Some experts warn the country may be stuck in a menacing pattern.
"I see rather ominous conditions for the next 15-20 years, as along as we stay in this active cycle," says Dr. William Gray, a Colorado State University hurricane watcher.
The prediction comes even as people who live in weather-worn Florida continue cleaning up after last year.
"I don't have a home," laments Pensacola beach business owner Jan Scruggs. "That's being demolished tomorrow. I don't have power in my business, and I'm not just the only person.
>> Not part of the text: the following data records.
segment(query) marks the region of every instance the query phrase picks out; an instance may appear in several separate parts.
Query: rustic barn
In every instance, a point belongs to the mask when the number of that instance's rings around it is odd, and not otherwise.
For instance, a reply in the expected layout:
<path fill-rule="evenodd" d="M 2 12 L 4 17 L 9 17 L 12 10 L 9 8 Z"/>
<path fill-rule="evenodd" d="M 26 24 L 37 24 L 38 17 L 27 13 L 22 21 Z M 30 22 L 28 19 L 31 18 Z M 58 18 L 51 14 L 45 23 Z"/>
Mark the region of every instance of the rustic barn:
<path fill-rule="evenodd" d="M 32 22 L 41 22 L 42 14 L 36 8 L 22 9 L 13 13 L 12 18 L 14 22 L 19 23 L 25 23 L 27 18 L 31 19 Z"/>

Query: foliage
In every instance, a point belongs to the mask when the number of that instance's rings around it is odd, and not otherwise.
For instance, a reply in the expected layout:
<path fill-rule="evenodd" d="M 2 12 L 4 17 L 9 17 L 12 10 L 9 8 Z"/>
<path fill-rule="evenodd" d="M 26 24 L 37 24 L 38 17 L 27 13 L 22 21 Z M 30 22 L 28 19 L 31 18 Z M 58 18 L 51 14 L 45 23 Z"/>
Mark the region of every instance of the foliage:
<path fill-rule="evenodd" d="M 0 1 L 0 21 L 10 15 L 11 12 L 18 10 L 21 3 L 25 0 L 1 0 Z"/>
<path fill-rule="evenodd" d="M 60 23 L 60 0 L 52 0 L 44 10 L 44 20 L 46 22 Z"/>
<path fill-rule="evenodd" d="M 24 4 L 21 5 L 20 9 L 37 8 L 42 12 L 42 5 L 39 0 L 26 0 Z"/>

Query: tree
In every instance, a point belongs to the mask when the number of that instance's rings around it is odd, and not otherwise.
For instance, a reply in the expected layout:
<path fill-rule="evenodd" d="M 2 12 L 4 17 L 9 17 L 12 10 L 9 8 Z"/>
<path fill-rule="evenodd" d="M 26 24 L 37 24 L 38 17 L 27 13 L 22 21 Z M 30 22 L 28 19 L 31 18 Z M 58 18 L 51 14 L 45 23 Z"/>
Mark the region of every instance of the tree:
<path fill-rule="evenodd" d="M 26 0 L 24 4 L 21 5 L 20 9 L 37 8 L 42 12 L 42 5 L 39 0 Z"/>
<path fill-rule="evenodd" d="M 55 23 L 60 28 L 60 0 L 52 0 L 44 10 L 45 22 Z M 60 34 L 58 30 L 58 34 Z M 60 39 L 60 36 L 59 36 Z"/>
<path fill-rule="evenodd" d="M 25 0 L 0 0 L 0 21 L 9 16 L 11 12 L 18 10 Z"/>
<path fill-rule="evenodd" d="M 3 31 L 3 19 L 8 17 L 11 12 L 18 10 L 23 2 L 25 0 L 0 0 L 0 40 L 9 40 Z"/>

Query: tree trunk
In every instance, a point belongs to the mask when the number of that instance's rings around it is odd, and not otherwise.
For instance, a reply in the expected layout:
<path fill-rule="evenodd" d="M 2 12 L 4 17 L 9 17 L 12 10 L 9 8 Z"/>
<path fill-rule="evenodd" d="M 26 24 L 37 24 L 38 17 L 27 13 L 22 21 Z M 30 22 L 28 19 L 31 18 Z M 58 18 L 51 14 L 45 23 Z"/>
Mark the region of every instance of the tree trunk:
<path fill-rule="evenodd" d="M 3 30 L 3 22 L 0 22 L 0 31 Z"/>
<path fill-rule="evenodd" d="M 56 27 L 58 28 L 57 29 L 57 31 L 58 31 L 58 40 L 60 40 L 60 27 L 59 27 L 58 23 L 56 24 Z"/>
There's a great deal of people on the island who's in my situation."
They were called "The Big Four of '04": Charley, Frances, Ivan and Jeanne, the quartet of powerful hurricanes that ripped through Florida, killing 130 people and leaving $22 billion in damage.
But, Acosta points out, even as memories of last hurricane season are fresh in Floridians' minds, there are signs that residents in the nation's stormier states aren't prepared for this year.
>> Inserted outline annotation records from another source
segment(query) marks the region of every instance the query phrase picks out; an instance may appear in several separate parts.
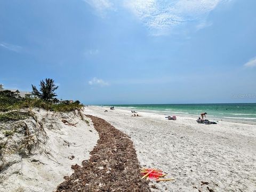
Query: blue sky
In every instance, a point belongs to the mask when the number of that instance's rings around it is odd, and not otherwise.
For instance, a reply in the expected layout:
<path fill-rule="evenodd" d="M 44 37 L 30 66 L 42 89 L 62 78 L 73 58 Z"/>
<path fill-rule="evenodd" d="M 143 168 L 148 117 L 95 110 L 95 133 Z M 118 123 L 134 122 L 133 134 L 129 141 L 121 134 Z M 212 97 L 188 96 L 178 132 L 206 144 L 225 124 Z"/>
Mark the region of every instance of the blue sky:
<path fill-rule="evenodd" d="M 255 102 L 255 7 L 0 0 L 0 83 L 29 91 L 52 78 L 59 98 L 87 104 Z"/>

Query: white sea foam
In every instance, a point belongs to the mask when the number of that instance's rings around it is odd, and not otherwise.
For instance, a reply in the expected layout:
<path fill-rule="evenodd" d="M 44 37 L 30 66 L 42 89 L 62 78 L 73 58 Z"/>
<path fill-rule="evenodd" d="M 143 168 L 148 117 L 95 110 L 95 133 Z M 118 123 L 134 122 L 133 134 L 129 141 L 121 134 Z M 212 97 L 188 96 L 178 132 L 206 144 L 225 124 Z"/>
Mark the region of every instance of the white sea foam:
<path fill-rule="evenodd" d="M 230 114 L 228 115 L 256 115 L 256 114 Z"/>

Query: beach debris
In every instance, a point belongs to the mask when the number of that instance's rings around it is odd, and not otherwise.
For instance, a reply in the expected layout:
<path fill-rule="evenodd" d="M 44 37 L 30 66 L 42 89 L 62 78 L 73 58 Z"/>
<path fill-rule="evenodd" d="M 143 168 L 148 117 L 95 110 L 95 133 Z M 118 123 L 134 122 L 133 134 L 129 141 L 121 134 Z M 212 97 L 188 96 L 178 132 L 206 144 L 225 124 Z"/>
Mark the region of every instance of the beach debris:
<path fill-rule="evenodd" d="M 146 179 L 148 180 L 151 179 L 156 180 L 156 182 L 173 181 L 175 180 L 174 178 L 162 179 L 162 178 L 167 175 L 167 173 L 163 172 L 162 170 L 156 169 L 141 168 L 140 174 L 143 175 L 141 179 Z"/>
<path fill-rule="evenodd" d="M 61 121 L 63 122 L 63 123 L 64 123 L 65 125 L 70 125 L 70 126 L 75 126 L 76 127 L 76 125 L 78 123 L 78 122 L 77 123 L 69 123 L 69 122 L 68 122 L 67 120 L 66 119 L 63 119 L 63 120 L 61 120 Z"/>
<path fill-rule="evenodd" d="M 205 181 L 201 181 L 201 186 L 203 185 L 209 185 L 210 183 L 209 182 L 205 182 Z"/>

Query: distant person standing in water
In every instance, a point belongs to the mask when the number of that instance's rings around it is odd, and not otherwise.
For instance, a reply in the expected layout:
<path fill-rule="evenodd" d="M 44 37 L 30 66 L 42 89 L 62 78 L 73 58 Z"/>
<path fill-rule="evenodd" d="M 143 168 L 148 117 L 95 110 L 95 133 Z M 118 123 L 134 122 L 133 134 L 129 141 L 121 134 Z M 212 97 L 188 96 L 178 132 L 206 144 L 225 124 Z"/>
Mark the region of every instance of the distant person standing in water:
<path fill-rule="evenodd" d="M 202 119 L 203 120 L 204 120 L 204 116 L 205 118 L 206 118 L 206 116 L 205 115 L 206 114 L 207 114 L 207 113 L 204 113 L 201 114 L 201 117 L 202 117 Z"/>

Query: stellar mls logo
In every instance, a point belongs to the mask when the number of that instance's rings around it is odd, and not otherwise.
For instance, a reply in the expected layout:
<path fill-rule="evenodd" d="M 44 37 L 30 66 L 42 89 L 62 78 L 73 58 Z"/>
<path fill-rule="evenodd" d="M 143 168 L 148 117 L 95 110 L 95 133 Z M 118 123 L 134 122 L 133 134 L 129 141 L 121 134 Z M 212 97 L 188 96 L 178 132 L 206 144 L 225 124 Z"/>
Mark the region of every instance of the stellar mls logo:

A Mason-Dixon poll of coastal residents finds one in four don't plan to do anything in anticipation of upcoming storms, and almost half don't have a disaster plan.
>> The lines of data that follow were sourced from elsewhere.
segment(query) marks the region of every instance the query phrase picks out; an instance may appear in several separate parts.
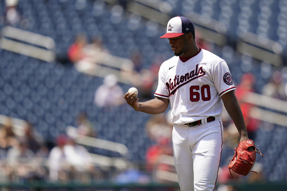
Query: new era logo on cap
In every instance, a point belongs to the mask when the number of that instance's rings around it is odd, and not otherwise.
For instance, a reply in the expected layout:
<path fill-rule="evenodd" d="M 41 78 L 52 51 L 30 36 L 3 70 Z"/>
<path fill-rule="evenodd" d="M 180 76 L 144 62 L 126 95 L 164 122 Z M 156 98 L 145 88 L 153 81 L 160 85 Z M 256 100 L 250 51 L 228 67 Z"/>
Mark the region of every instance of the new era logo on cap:
<path fill-rule="evenodd" d="M 185 33 L 194 31 L 193 24 L 189 19 L 178 16 L 167 23 L 167 33 L 161 38 L 172 38 L 183 35 Z"/>

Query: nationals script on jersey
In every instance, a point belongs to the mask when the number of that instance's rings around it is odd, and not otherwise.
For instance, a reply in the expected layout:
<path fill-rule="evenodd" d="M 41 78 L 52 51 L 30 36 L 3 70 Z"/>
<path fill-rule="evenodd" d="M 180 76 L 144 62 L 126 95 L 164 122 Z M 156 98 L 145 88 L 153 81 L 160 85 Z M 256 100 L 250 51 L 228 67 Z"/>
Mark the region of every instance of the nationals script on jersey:
<path fill-rule="evenodd" d="M 174 56 L 161 64 L 155 96 L 169 99 L 172 122 L 182 124 L 220 116 L 220 96 L 235 89 L 225 61 L 200 49 L 192 57 Z"/>

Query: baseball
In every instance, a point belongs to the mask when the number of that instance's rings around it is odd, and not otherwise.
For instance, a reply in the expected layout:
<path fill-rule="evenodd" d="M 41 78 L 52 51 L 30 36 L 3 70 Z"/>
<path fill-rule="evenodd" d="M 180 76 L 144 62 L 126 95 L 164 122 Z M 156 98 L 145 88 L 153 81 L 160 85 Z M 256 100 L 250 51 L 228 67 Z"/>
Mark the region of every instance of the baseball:
<path fill-rule="evenodd" d="M 132 93 L 133 92 L 134 92 L 135 94 L 134 95 L 135 96 L 136 96 L 138 95 L 138 89 L 135 87 L 131 87 L 129 88 L 129 89 L 128 92 L 130 94 Z"/>

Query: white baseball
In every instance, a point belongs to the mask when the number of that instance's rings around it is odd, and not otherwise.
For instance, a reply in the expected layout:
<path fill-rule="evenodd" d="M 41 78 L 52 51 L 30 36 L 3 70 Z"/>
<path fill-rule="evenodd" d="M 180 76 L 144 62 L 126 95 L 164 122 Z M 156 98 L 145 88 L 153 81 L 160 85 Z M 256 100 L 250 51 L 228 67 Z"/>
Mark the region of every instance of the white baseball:
<path fill-rule="evenodd" d="M 131 87 L 131 88 L 129 88 L 129 91 L 128 92 L 130 94 L 131 94 L 132 93 L 133 93 L 134 92 L 135 94 L 134 94 L 134 96 L 136 96 L 138 95 L 138 89 L 135 87 Z"/>

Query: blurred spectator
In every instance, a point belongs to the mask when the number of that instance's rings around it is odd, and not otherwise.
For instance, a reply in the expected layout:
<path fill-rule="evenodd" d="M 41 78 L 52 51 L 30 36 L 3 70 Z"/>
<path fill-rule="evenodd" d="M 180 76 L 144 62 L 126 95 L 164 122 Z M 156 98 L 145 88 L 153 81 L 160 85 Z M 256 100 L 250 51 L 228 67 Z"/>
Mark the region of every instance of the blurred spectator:
<path fill-rule="evenodd" d="M 86 56 L 84 48 L 87 45 L 87 40 L 86 35 L 78 34 L 76 37 L 74 42 L 69 47 L 68 57 L 72 62 L 75 63 Z"/>
<path fill-rule="evenodd" d="M 96 56 L 98 52 L 108 53 L 109 51 L 105 47 L 103 43 L 102 37 L 100 36 L 95 36 L 93 38 L 92 42 L 85 47 L 85 51 L 88 55 L 91 57 Z"/>
<path fill-rule="evenodd" d="M 161 137 L 157 140 L 157 144 L 151 146 L 146 151 L 146 169 L 148 171 L 160 169 L 167 170 L 169 167 L 168 165 L 162 163 L 160 156 L 162 155 L 173 155 L 171 140 L 169 138 Z"/>
<path fill-rule="evenodd" d="M 117 78 L 115 74 L 108 75 L 103 83 L 96 91 L 94 102 L 99 107 L 116 106 L 124 103 L 123 91 L 117 85 Z"/>
<path fill-rule="evenodd" d="M 13 27 L 17 27 L 20 22 L 21 14 L 18 9 L 18 0 L 6 0 L 5 23 Z"/>
<path fill-rule="evenodd" d="M 80 113 L 77 116 L 77 133 L 80 135 L 95 137 L 97 133 L 88 118 L 87 114 L 85 112 Z"/>
<path fill-rule="evenodd" d="M 27 141 L 28 148 L 34 154 L 39 150 L 43 140 L 41 135 L 39 134 L 35 135 L 34 132 L 33 125 L 30 123 L 27 122 L 24 127 L 24 137 Z"/>
<path fill-rule="evenodd" d="M 24 137 L 18 139 L 18 143 L 8 150 L 7 161 L 10 164 L 26 163 L 33 159 L 35 155 L 28 148 L 28 141 Z"/>
<path fill-rule="evenodd" d="M 68 136 L 64 150 L 66 162 L 70 166 L 69 179 L 88 181 L 91 178 L 94 170 L 91 158 L 86 148 L 76 144 L 76 134 L 70 134 Z"/>
<path fill-rule="evenodd" d="M 58 135 L 56 146 L 50 152 L 50 179 L 52 181 L 90 180 L 93 173 L 91 158 L 88 150 L 75 142 L 76 134 Z"/>
<path fill-rule="evenodd" d="M 262 94 L 277 99 L 287 100 L 284 90 L 283 76 L 279 71 L 273 73 L 270 81 L 262 88 Z"/>
<path fill-rule="evenodd" d="M 7 176 L 11 181 L 30 179 L 33 178 L 34 169 L 31 165 L 33 163 L 35 155 L 28 148 L 28 142 L 24 137 L 18 139 L 18 143 L 9 149 L 6 158 L 7 165 Z M 36 165 L 35 165 L 36 166 Z"/>
<path fill-rule="evenodd" d="M 173 125 L 170 119 L 169 112 L 153 115 L 146 124 L 146 129 L 149 137 L 157 141 L 161 137 L 166 137 L 171 141 Z"/>
<path fill-rule="evenodd" d="M 170 170 L 169 165 L 161 161 L 162 155 L 173 155 L 171 144 L 173 125 L 170 112 L 153 116 L 146 123 L 146 129 L 149 137 L 156 143 L 149 148 L 146 153 L 146 168 L 150 172 Z"/>
<path fill-rule="evenodd" d="M 254 92 L 255 79 L 254 76 L 252 74 L 247 73 L 243 74 L 240 78 L 240 84 L 236 86 L 235 91 L 235 95 L 238 100 L 244 118 L 248 137 L 251 139 L 254 138 L 255 133 L 259 127 L 259 121 L 250 117 L 251 110 L 254 106 L 245 102 L 244 98 L 248 92 Z M 238 134 L 238 133 L 236 133 L 237 134 Z"/>
<path fill-rule="evenodd" d="M 67 140 L 68 137 L 65 135 L 58 135 L 56 139 L 57 145 L 50 151 L 48 158 L 49 176 L 52 181 L 67 180 L 68 179 L 67 173 L 64 171 L 65 166 L 63 165 L 66 161 L 64 148 Z M 59 175 L 59 173 L 62 175 Z"/>
<path fill-rule="evenodd" d="M 6 157 L 7 152 L 11 147 L 16 146 L 18 141 L 13 131 L 13 124 L 11 118 L 8 118 L 0 128 L 0 156 Z"/>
Scruggs is still picking up the life that was ruined in Ivan's rampage, and can't bear the thought of another round of weather misery: "You can take destruction and devastation for only so long and, at some point in time, you just become flat-out despaired about it."
If there's any bit of good news from last hurricane season, it's that doctors in Florida expect a small baby boom after The Big Four of '04. They say there's no mystery as to what many people do when they're stuck at home with no power.